Incentivize customer advocacy
There are many ways to incentivize existing customers to bring in new buyers without using trackers, including discounts, early access to new products, and custom experiences or offerings. However, marketers can’t incentivize a customer they don’t understand and who they’ve had no contact with. This is where third-party data often comes into play, it provides context for these consumers. But, so does outreach and engagement – by talking to them.
For a strong relationship built on trust, marketers can derive segmentation, loyalty, and sentiment data to help them target new business while strengthening the service and engagement of existing customers. Ultimately, businesses that deliver great customer experiences, without leveraging third-party data, will be the ones who create strong relationships with customers and see greater ROI on their marketing campaigns.
Unifying marketing, sales, support, and success through technology
Regardless of their size, all businesses and departments should use technology that is united and not isolated. This is because numerous departments within corporations collaborate on many projects. Take marketers, for example, who is in charge of a variety of tasks such as demand generation, lead nurturing, and upselling. Unified technology platforms help marketers to integrate data, manage activities, and collaborate with numerous stakeholders, which is extremely beneficial to a company. Without departmental coordination, customer journey involvement provides marketers with only a rudimentary understanding of their target audience, resulting in fewer productive campaigns.
Better customer engagement leads to more precise data, which leads to actionable insights and eventually, successful marketing output. However, none of this is possible without the right technology. Recently, marketers have adopted marketing platforms, not individual applications, that integrate with third-party systems and databases, to gain adoption and market share, especially with third-party data harvesting on its way out.
Diversifying product offerings to stay front-of-mind
There are many products that we buy few and far between. Many of these manufacturers don’t offer products that invite repeat business and customer engagement. Take car sales, for example, the average Australian buys a new car every six years, so regular engagement between the car dealership and customer is limited. Today, dealerships, with the support of marketing, have diversified their offering from a single automobile, purchased on average every six years, to a range of products including extended warranties, car meet-up events, merchandise, and more.
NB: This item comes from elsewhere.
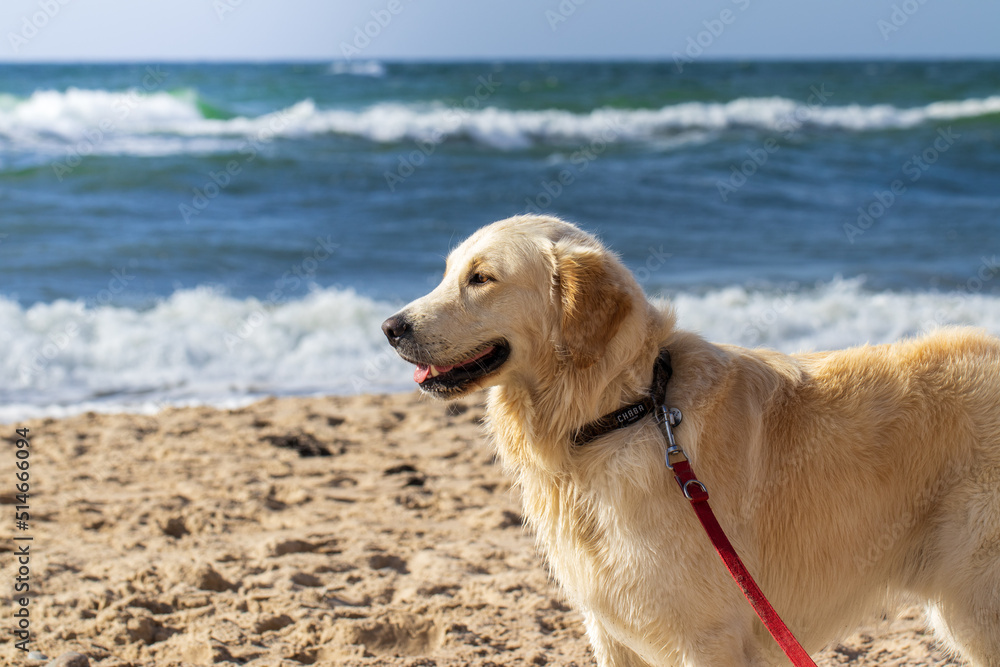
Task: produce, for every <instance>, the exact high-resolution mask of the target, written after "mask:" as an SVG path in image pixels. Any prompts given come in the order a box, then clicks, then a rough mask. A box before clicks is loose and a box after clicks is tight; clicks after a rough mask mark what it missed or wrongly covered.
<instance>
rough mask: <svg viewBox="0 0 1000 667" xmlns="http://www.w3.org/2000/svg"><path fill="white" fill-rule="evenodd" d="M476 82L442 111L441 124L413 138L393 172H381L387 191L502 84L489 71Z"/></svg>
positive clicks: (407, 175)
Product diversification is the foundation of any successful sales and marketing strategy – regardless of the industry, organization size, or market share. Marketers will always face challenges, such as being limited to the scope and longevity of the products their marketing. However, making the most of product diversification can increase customer demand and engagement beyond the lifecycle of a single product.
Successfully relocate marketing funds
Marketers must work smarter, not harder, with shrinking budgets across many areas in today’s firms. Business leaders can allocate funds and encourage their marketers to staff up and adopt new technology systems that serve customers, build relationships, and create brand champions who can shoulder much of the marketing department’s work rather than over-investing in a fragile and costly data-driven targeting strategy. This is the recipe for marketing-driven, long-term business growth in an increasingly cookie-less digital environment.
As we prepare for the potential of a cookie-free future, businesses have begun to shift their sales and marketing strategies away from third-party tracking and toward first-party data. This can be accomplished by gathering data directly from people who connect with your business, whether they’re website visitors, existing customers, or digital ad viewers.
Marketers must be upfront about gathering first-party information and demonstrate how it can help a customer throughout their journey as customers grow more aware and cautious of data privacy. Personalization will have to emerge from an open and consensual conversation between businesses and their customers, not from people and their data if we are to have a truly cookie-free future.